For decades, collegiate and professional baseball and softball recruiting has remained much the same: impress scouts with good play on the field, then wait for offers.
Now, one company is trying to revolutionize that process. And one local sports training facility is among the first in the country to adopt its technology.
SmartKage, a quantitative technology system, or simply a “smart” batting cage from Massachusetts-based sports tech company SmartSports, measures specific athlete performance for amateur baseball and softball players through the use of video cameras, radar and other invisible sensors. The cage also uses Sportvision’s PITCHf/x technology, which has been adopted by all Major League baseball teams.
SmartKage measures pitching metrics such as miles per hour, pitch trajectory, spin rate and total movement. For hitters, it measures bat speed, swing strength and other metrics. It also measures fielding and physical fitness metrics such as jumping ability and 10-yard speed, similar to an NFL combine drill.
Before stepping into the cage, players enter information, including height, weight, age and other characteristics into a computer that registers them in a database accessible by collegiate and professional programs and leagues across the country.
Players are scored on a scale of 2 to 8 after completing SmartKage’s drills. Their score is automatically entered into a database available to schools and teams across the country as well as in a printable report from a computer beside the cage.
4D Sports Performance Center in Mahopac is one of 40 indoor training facilities in the U.S. to implement the technology. Owner Anthony Yacco, who pitched five years in the San Francisco Giants organization, said he sees the technology as the first step in helping players at any age level determine where they stand in comparison to their competition.
“I see this technology as a reality check,” Yacco, who played baseball for Mahopac High School, said. “You see where you actually are. If a guy comes in here and throws a 97-mile-per-hour fastball, that’s going to set off all sorts of red flags in the national database.”
Recently, Matt Gelston, a conditioning coach and hitting coach at 4D who played outfield at Montclair State University five years ago, demonstrated the technology by doing a series of fitness and hitting drills.
“It felt great,” Gelston said after he took swings at a series of 75 mile per hour fastballs. “I wish we had this when I was younger.”
Greg Carroll, a Croton native who pitched for Hofstra University, said the SmartKage was effective after hurling a dozen or so pitches.
The center held a demonstration event for the public Sept. 9, which saw coaches and players from various levels of play turn out. Yacco said the response was overwhelmingly positive, and already has a waiting list to try out the SmartKage when it launches later this month.
Most of his clientele, ranging from roughly 10 years old to mid-20s, comes from Westchester County, but he also sees a decent crowd from Putnam and Fairfield counties as well as some players from New York City and New Jersey.
4D is currently separated into two areas: An 8,000-square-foot room designed for team training and a 12,000-square-foot room housing the SmartKage system.
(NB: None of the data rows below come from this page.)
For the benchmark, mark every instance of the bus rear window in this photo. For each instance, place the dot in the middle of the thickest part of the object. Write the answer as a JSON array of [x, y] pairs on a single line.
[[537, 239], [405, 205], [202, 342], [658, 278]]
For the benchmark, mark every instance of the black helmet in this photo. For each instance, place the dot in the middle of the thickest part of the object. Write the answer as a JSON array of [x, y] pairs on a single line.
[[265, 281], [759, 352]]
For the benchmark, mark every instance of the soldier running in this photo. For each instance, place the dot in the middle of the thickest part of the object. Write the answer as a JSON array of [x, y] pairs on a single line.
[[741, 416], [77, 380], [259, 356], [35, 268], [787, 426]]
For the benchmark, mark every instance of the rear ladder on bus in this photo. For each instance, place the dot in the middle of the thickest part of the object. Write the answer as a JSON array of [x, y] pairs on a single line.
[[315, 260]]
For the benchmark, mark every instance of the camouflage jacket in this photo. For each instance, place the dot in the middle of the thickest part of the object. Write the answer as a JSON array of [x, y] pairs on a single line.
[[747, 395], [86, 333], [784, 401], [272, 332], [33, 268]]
Yacco acquired the space three years ago after a stint in Somers.
The center, which has 12 full-time employees, offers pitching, hitting and field clinics as well as fitness training and birthday parties. Yacco works with high school and collegiate players as well as professional ballplayers during their winter off-seasons.
4D, housed in a former mixed-use warehouse on Bucks Hollow Road, charges $150 for a one-hour SmartKage session, and Yacco expects it will boost business because of the accessibility it will provide to budding collegiate players. He first heard about the technology from a mutual friend and hitting coach three years ago. He said he wanted to get on board as soon as the product became available.
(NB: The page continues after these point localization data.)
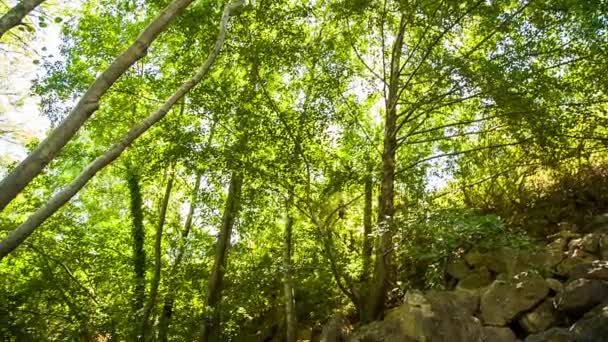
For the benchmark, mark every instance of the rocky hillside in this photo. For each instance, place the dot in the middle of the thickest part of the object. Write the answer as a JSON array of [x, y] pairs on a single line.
[[555, 292]]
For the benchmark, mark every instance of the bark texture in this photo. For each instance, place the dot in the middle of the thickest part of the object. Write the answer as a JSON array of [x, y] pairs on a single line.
[[17, 236], [210, 330], [15, 15], [139, 253], [290, 310], [145, 321], [382, 268], [367, 228], [167, 311], [37, 160]]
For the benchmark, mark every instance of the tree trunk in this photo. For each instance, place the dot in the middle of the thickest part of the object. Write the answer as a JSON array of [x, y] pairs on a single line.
[[139, 253], [16, 14], [381, 280], [210, 331], [17, 236], [367, 228], [167, 312], [145, 324], [290, 312], [37, 160]]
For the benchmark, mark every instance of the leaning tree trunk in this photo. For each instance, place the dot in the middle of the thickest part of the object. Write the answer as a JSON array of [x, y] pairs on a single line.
[[367, 227], [17, 236], [210, 331], [37, 160], [139, 253], [145, 324], [15, 15], [167, 312], [290, 310], [379, 284]]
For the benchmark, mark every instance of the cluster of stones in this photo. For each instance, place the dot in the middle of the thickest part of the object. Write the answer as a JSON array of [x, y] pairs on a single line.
[[554, 293]]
Rob Crews, a player development consultant who works with Yacco at 4D three times per week, said he does not believe the technology will replace scouts, adding it cannot measure intangibles like baseball IQ and decision-making. Rather, he believes it will get rid of human error — things like beginning a stopwatch too early or too late — and could be useful as a rehabilitation tool.
“If a player who has a standing broad jump of 8 feet hurts their ankle then hops back in the SmartKage and jumps seven-and-a-half feet, you know they’re not quite ready to return in full shape,” Crews said.
At the time of the product announcement, SmartSports co-founder and CEO Corrine Vitolo said players will “obtain the most comprehensive evaluation of their performance capabilities,” adding the SmartKage technology is expected to be rolled out in 160 indoor facilities this year.
Yacco said he is just happy to have the technology in his native Mahopac, where he hopes to continue expanding his business.